Projects


AI Coding Agents: Evaluation & Benchmarking Framework

Designed and delivered an evaluation framework to rigorously benchmark advanced AI coding agents (e.g., GPT-5.x, Claude Sonnet) on complex real-world engineering tasks. Built containerized Python workflows that stress-tested model reasoning, systematically identified failure modes, and established oracle solutions and automated verification tests to measure performance accuracy, multi-step reasoning, and instruction adherence. This project blends production-grade engineering with advanced AI evaluation, surfacing actionable insights into reasoning capabilities and robustness of modern AI agents.


Lead Scoring: End-to-End Machine Learning Pipeline

Developed an end-to-end machine learning pipeline in Python to build a customer propensity model, predicting the likelihood to convert by enriching demographic and behavioral data to prioritize high-value leads. Engineered a modular, production-grade system encompassing data ingestion, feature engineering, automated model development, and API deployment. Utilized Scikit-learn, Pandas, and various AutoML frameworks to train and evaluate a suite of models—including Logistic Regression, Random Forest, and Gradient Boosting—with systematic hyperparameter tuning and cross-validation. Exposed the final, optimized model via a REST API using Flask, providing a production-ready solution for real-time lead scoring that enables data-driven marketing strategy and resource allocation.

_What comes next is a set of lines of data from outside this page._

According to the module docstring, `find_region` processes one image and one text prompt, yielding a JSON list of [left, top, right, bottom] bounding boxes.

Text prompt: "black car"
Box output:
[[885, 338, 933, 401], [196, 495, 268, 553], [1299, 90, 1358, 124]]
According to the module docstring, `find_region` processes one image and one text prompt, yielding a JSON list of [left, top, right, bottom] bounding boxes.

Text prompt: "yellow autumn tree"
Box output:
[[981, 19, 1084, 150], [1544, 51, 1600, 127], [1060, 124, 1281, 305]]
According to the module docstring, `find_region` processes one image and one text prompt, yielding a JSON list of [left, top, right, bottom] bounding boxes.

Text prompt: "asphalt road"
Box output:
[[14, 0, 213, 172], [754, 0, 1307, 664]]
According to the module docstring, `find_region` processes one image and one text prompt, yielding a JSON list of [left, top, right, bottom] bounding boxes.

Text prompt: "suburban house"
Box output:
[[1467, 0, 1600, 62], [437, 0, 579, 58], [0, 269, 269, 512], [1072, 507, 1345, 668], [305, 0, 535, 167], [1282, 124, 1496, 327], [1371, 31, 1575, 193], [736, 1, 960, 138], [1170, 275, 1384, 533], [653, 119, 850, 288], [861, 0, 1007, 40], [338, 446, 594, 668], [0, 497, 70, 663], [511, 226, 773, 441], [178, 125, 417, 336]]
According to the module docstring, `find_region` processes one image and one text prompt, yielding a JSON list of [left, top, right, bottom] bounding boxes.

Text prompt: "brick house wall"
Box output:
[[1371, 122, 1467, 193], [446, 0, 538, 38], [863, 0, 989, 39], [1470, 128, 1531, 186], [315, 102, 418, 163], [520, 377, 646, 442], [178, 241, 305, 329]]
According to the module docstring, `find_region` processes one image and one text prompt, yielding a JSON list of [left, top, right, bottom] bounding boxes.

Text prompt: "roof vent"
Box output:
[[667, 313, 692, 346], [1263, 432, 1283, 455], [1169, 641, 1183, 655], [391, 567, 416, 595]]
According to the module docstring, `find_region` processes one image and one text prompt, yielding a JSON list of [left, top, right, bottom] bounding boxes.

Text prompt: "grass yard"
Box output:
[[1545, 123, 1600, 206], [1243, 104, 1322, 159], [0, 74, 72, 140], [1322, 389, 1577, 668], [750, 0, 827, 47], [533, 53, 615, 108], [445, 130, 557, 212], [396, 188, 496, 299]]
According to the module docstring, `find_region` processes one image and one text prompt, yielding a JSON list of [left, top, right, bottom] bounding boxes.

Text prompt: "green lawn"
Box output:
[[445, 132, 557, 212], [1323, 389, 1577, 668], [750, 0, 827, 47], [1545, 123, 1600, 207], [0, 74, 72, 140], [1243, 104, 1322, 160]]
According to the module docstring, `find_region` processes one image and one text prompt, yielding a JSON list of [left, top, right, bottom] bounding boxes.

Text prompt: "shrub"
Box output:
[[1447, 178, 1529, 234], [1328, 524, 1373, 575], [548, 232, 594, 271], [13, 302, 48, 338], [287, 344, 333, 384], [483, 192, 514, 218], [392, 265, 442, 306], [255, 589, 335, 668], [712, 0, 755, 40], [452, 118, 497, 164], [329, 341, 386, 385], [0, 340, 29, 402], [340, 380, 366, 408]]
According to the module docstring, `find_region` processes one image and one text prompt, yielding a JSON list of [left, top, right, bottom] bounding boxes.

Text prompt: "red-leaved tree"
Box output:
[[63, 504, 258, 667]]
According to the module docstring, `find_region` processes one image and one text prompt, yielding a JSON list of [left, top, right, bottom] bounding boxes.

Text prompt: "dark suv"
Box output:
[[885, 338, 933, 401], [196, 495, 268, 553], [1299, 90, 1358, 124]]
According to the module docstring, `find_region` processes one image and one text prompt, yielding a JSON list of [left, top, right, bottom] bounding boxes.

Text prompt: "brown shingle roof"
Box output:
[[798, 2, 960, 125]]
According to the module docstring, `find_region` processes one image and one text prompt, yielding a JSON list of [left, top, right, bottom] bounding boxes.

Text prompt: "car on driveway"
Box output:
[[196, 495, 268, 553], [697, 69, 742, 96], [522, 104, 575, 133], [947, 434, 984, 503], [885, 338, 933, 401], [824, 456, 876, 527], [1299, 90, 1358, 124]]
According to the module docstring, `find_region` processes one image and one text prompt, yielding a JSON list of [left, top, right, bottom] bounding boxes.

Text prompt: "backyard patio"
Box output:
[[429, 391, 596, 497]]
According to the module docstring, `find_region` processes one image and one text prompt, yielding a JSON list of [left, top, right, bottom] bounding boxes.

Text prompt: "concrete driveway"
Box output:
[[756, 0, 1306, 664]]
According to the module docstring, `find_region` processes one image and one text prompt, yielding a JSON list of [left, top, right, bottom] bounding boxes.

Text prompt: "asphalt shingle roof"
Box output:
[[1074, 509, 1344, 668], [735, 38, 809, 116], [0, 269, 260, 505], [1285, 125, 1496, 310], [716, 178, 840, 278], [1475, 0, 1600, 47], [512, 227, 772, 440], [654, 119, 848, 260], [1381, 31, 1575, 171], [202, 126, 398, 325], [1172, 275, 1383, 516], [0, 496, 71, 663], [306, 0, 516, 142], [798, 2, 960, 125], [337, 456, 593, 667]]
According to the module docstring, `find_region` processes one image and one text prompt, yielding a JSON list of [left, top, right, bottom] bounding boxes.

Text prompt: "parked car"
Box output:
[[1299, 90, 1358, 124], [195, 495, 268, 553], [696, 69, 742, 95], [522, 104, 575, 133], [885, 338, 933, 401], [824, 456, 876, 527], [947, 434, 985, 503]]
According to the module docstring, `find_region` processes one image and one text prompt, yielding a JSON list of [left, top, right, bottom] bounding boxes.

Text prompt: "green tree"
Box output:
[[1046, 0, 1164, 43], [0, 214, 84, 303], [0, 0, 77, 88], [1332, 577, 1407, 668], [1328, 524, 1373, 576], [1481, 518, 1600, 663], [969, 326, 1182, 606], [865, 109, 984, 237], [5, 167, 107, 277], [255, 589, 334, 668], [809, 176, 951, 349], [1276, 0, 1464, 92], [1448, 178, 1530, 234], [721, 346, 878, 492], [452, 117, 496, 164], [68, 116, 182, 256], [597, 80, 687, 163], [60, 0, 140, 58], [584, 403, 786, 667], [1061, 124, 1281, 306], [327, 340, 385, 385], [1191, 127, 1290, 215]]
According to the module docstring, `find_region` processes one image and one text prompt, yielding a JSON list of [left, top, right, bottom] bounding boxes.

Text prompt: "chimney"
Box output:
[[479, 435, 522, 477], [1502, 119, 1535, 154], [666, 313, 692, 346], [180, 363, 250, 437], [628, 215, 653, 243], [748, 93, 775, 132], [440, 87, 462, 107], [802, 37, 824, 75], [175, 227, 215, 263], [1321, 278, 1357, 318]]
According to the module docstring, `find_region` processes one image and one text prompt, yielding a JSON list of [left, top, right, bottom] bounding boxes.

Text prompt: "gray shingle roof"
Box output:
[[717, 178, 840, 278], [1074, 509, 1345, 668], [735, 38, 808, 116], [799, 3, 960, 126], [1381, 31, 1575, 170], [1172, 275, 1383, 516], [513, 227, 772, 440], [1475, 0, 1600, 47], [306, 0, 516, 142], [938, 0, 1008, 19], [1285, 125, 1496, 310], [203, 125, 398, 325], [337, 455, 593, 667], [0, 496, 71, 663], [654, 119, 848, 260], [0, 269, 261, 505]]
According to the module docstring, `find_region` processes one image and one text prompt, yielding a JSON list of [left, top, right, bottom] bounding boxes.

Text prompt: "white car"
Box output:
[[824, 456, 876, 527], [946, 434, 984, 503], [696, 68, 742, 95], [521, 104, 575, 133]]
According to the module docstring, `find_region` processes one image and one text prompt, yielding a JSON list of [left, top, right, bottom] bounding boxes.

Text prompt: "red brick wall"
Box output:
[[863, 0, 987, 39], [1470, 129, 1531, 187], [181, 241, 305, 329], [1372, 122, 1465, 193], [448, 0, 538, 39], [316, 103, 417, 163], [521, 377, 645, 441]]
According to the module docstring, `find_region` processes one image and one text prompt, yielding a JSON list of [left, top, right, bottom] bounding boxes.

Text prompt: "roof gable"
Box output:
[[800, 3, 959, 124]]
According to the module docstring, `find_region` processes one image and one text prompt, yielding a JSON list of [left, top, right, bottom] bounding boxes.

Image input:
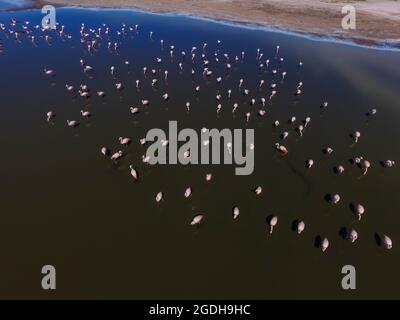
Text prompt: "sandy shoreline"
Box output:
[[17, 0, 400, 45]]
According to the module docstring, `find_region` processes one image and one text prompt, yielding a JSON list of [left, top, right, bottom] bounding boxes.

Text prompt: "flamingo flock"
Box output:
[[1, 16, 395, 253]]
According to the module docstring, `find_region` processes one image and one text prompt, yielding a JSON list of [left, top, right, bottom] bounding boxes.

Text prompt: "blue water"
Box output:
[[0, 7, 399, 299], [0, 0, 30, 10]]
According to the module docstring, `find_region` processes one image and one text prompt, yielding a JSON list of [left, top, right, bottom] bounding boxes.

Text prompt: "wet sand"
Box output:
[[34, 0, 400, 44]]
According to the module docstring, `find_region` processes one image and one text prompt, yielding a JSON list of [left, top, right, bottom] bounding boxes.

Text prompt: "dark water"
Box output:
[[0, 8, 399, 299]]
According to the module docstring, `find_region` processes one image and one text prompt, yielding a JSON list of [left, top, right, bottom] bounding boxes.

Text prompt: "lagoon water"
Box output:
[[0, 7, 399, 299], [0, 0, 30, 10]]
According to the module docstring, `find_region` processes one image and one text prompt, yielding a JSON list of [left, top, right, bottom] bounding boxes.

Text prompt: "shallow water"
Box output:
[[0, 8, 399, 299]]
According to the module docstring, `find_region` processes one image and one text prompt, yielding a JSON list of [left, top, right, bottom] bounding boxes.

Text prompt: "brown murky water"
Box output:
[[0, 7, 399, 299]]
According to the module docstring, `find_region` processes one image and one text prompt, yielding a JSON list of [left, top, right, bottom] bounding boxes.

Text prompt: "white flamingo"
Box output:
[[80, 110, 91, 118], [232, 207, 240, 220], [268, 216, 278, 234], [110, 151, 123, 161], [119, 137, 131, 146], [46, 111, 55, 122], [383, 235, 393, 249], [348, 229, 358, 243], [355, 204, 365, 221], [321, 238, 329, 252], [297, 221, 305, 234], [190, 214, 204, 226], [155, 192, 163, 203], [129, 165, 138, 181], [66, 120, 78, 128], [101, 147, 110, 156], [184, 187, 192, 198]]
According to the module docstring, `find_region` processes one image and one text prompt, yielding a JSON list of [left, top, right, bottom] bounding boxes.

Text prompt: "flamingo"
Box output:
[[232, 207, 240, 220], [268, 216, 278, 234], [261, 97, 266, 107], [355, 204, 365, 221], [348, 229, 358, 243], [297, 125, 304, 136], [384, 160, 395, 168], [297, 221, 305, 234], [184, 187, 192, 198], [119, 137, 131, 146], [66, 120, 78, 128], [80, 110, 91, 118], [155, 192, 163, 203], [254, 186, 262, 195], [46, 111, 55, 122], [232, 103, 238, 113], [142, 155, 151, 163], [258, 110, 266, 117], [190, 214, 204, 226], [246, 112, 251, 122], [78, 90, 90, 98], [361, 160, 371, 175], [321, 238, 329, 252], [352, 131, 361, 143], [129, 165, 138, 181], [44, 68, 55, 76], [101, 147, 110, 156], [83, 65, 93, 72], [330, 194, 341, 204], [130, 107, 139, 115], [335, 165, 345, 174], [383, 235, 393, 249], [306, 159, 314, 169], [275, 143, 288, 154], [110, 151, 123, 161]]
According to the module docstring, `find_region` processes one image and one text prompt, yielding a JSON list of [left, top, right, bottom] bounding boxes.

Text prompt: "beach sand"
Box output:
[[35, 0, 400, 44]]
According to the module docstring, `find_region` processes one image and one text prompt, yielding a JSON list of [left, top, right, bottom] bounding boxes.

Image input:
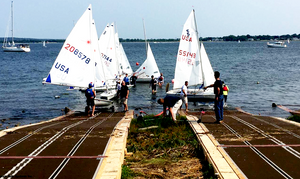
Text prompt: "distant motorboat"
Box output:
[[267, 41, 287, 48], [2, 1, 30, 52]]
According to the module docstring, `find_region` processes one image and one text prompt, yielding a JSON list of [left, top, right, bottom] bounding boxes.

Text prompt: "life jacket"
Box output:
[[223, 85, 228, 91], [85, 88, 94, 98]]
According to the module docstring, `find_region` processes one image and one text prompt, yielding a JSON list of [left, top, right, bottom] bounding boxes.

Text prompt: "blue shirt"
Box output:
[[123, 76, 129, 83]]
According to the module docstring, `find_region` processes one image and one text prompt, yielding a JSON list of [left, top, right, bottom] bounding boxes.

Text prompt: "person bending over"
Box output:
[[157, 96, 182, 121]]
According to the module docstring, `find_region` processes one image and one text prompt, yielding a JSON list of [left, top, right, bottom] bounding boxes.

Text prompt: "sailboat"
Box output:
[[2, 1, 30, 52], [97, 23, 119, 100], [115, 30, 133, 75], [43, 4, 112, 106], [135, 20, 160, 82], [43, 41, 47, 47], [166, 10, 215, 101]]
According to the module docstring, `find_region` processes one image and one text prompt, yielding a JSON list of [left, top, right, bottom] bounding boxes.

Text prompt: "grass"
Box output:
[[122, 114, 217, 179], [287, 115, 300, 122]]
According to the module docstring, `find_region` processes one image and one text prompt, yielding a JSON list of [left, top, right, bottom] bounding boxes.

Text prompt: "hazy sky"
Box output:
[[1, 0, 299, 39]]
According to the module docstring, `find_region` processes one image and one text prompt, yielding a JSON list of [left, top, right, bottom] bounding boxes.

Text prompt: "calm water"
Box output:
[[0, 41, 299, 130]]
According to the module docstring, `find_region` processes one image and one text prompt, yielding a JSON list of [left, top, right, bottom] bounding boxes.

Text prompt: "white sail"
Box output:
[[135, 43, 160, 79], [119, 43, 133, 75], [92, 20, 105, 88], [200, 42, 215, 87], [98, 23, 119, 82], [115, 30, 132, 75], [115, 31, 123, 75], [173, 10, 202, 89], [44, 5, 96, 88]]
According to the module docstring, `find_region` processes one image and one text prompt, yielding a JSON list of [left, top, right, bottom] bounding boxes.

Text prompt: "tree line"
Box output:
[[1, 33, 300, 43]]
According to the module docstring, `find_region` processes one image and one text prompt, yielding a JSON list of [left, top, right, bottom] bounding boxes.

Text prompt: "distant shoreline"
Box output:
[[1, 33, 299, 43]]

Customer Segmentation using K-Means Clustering

Conducted a comprehensive customer segmentation analysis using K-Means clustering and Principal Component Analysis (PCA). Engineered predictive models, including Logistic Regression, Decision Forest, and Neural Networks, to forecast customer responses. Achieved up to a 99% F1 Score and a 0.99 AUC in predicting customer behavior. Summarized actionable business insights to inform personalized marketing strategies and cross-channel marketing initiatives. Utilized Python and Pandas for data preprocessing, exploratory data analysis, and model implementation.


Market Research: Electric Vehicles and the barriers to EV adoption

Conducted comprehensive market research to identify barriers to Electric Vehicle (EV) adoption, using tools such as IBM SPSS for data analysis. Constructed a consumer research survey in Qualtrics to collect quantitative and qualitative data from over 100 participants, focusing on EV charging times, efficiency, and accessibility. Performed statistical analyses including correlation, regression, and ANOVA using SPSS to measure the impact of charging times on EV purchase decisions among car buyers.


Data Analytics & Engineering: Food Delivery Trends – Post Pandemic

Conducted an exploratory data analysis on food delivery trends and U.S. food price inflation data from 1968-2024 using pandas and Python. Implemented OLS regression models to analyze the impact of post-pandemic inflation rates on the frequency of food delivery orders. Utilized one-hot encoding for categorical variables to prepare the data for regression analysis. Created multiple OLS regression models to examine trends and factors influencing food delivery services post-pandemic.


Artificial Intelligence Case Study: J.P. Morgan Chase

Conducted an in-depth analysis of OmniAI, J.P. Morgan’s internally built intelligent information system, examining its development, strategic adoption, and impact on operational efficiency and customer engagement. Provided insights into the role of AWS SageMaker in building and deploying machine learning models at J.P. Morgan. Analyzed the impact of AI on reducing operational costs and increasing the speed and accuracy of data analysis.